Budapest international book festival awards grand prize to Turkish writer Pamuk

Source: Xinhua| 2017-04-21 04:30:11|Editor: Zhou Xin
HUNGARY-BUDAPEST-INTERNATIONAL BOOK FESTIVAL-GRAND PRIZE

Turkish winner of Nobel Prize in Literature Orhan Pamuk (R) receives the Budapest Grand Prize on the opening day of the 24th Budapest International Book Festival in Budapest, Hungary on April 20, 2017. The 24th Budapest International Book Festival was inaugurated on Thursday with the attribution of the Budapest Grand Prize to Turkish winner of Nobel Prize in Literature Orhan Pamuk. (Xinhua/Sandor Bankuti)

BUDAPEST, April 20 (Xinhua) -- The 24th Budapest International Book Festival was inaugurated on Thursday with the attribution of the Budapest Grand Prize to Turkish winner of Nobel Prize in Literature Orhan Pamuk.

"I write novels so that I can sympathize and understand the souls of people who think in completely different ways from mine," Pamuk said, when receiving the award. Pamuk is the honorary guest of the festival this year.

"Everywhere in the world, people want to be modern and state-of-the-art, but they also want to keep their identity and heritage, which gives birth to many contradiction, and I am a man who loves these paradoxes," the author added.

The prize was given to him by deputy mayor of Budapest, Alexandra Szalay-Bobrovniczky, and Andras Sandor Kocsis, president of the Association of Hungarian Publishers' and Booksellers' Association.

"The more than 20 years of history of the Budapest International Festival, which became one of the most important book festival of the region, proves that it is good to read, and that printed words have no alternatives," Hungarian State Minister for Culture and Science Diplomacy Istvan Ijgyarto told the opening ceremony.

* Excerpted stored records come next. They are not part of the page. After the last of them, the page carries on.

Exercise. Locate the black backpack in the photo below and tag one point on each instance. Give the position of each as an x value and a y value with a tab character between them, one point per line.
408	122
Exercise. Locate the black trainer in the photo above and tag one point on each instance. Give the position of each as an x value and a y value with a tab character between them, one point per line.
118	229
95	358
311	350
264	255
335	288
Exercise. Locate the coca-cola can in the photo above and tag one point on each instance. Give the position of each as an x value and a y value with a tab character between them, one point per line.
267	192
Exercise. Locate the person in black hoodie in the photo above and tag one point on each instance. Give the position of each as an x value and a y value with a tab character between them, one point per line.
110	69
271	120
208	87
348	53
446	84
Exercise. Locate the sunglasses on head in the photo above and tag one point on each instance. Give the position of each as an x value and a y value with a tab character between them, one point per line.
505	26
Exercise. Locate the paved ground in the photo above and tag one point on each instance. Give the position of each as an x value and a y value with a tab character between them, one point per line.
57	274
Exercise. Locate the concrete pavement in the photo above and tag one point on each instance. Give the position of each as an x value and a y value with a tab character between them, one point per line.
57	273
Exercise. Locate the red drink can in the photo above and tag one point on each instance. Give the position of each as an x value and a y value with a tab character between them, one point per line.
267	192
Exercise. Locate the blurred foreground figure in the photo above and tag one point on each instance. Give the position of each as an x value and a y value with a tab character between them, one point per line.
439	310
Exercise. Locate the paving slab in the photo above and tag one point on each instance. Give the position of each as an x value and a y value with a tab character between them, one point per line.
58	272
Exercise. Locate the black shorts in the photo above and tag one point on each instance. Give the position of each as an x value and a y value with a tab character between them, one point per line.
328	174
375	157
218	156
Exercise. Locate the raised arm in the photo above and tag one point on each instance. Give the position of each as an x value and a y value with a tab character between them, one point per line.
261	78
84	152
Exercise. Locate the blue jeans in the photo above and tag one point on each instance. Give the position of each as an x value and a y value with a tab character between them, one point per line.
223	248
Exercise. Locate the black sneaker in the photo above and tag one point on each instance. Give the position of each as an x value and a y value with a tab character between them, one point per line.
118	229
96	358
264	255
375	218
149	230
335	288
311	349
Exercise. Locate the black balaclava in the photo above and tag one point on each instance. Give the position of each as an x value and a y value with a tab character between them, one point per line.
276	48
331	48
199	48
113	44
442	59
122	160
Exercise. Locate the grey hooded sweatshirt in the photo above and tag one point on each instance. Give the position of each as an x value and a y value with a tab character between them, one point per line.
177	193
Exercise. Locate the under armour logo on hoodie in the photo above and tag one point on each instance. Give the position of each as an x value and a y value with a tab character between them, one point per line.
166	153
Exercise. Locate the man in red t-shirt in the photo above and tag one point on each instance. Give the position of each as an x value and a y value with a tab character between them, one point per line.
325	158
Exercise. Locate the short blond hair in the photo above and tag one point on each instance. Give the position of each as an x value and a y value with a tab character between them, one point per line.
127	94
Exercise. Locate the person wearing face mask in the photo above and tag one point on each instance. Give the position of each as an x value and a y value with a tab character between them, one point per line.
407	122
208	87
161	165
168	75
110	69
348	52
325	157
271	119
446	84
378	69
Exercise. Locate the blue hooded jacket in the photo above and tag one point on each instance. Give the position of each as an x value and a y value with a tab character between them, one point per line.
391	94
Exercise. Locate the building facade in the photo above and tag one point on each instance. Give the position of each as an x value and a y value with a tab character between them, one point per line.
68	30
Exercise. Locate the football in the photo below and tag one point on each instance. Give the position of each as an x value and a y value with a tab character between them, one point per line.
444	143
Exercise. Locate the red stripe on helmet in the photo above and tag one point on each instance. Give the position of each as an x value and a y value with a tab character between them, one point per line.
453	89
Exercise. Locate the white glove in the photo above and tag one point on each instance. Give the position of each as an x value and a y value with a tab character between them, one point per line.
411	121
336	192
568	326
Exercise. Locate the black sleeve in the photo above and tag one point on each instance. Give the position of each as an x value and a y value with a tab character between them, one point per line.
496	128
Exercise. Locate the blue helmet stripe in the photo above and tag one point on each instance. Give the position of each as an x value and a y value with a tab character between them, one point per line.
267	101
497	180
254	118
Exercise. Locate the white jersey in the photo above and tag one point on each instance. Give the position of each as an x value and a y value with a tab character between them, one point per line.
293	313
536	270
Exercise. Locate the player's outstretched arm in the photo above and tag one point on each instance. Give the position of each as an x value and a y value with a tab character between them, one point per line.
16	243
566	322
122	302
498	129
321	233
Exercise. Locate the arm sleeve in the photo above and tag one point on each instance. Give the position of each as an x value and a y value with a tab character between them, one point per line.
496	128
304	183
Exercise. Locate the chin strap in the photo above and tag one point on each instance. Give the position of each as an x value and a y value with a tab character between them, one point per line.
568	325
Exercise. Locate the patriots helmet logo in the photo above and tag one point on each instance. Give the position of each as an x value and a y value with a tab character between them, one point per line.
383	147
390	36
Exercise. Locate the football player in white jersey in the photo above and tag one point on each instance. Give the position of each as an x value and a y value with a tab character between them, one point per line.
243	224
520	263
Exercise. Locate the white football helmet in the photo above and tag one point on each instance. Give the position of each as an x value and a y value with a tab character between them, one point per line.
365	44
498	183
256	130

Besides Pamuk, the four countries of Visegrad, the Czech Republic, Slovakia, Poland and Hungary were also at the center of the book festival.

"The spirit, the way of life, the community of values and destiny of Central Europe binds the Visegrad countries, despite all of the existing conflicts of interests and the harms inflected upon each other over the course of history," Ijgyarto added.

"Our literatures are unique, but they do influence and draw from one another," he also said.

Besides authors, the Visegrad countries were also represented by many translators and publishers.

The book festival will close on Sunday.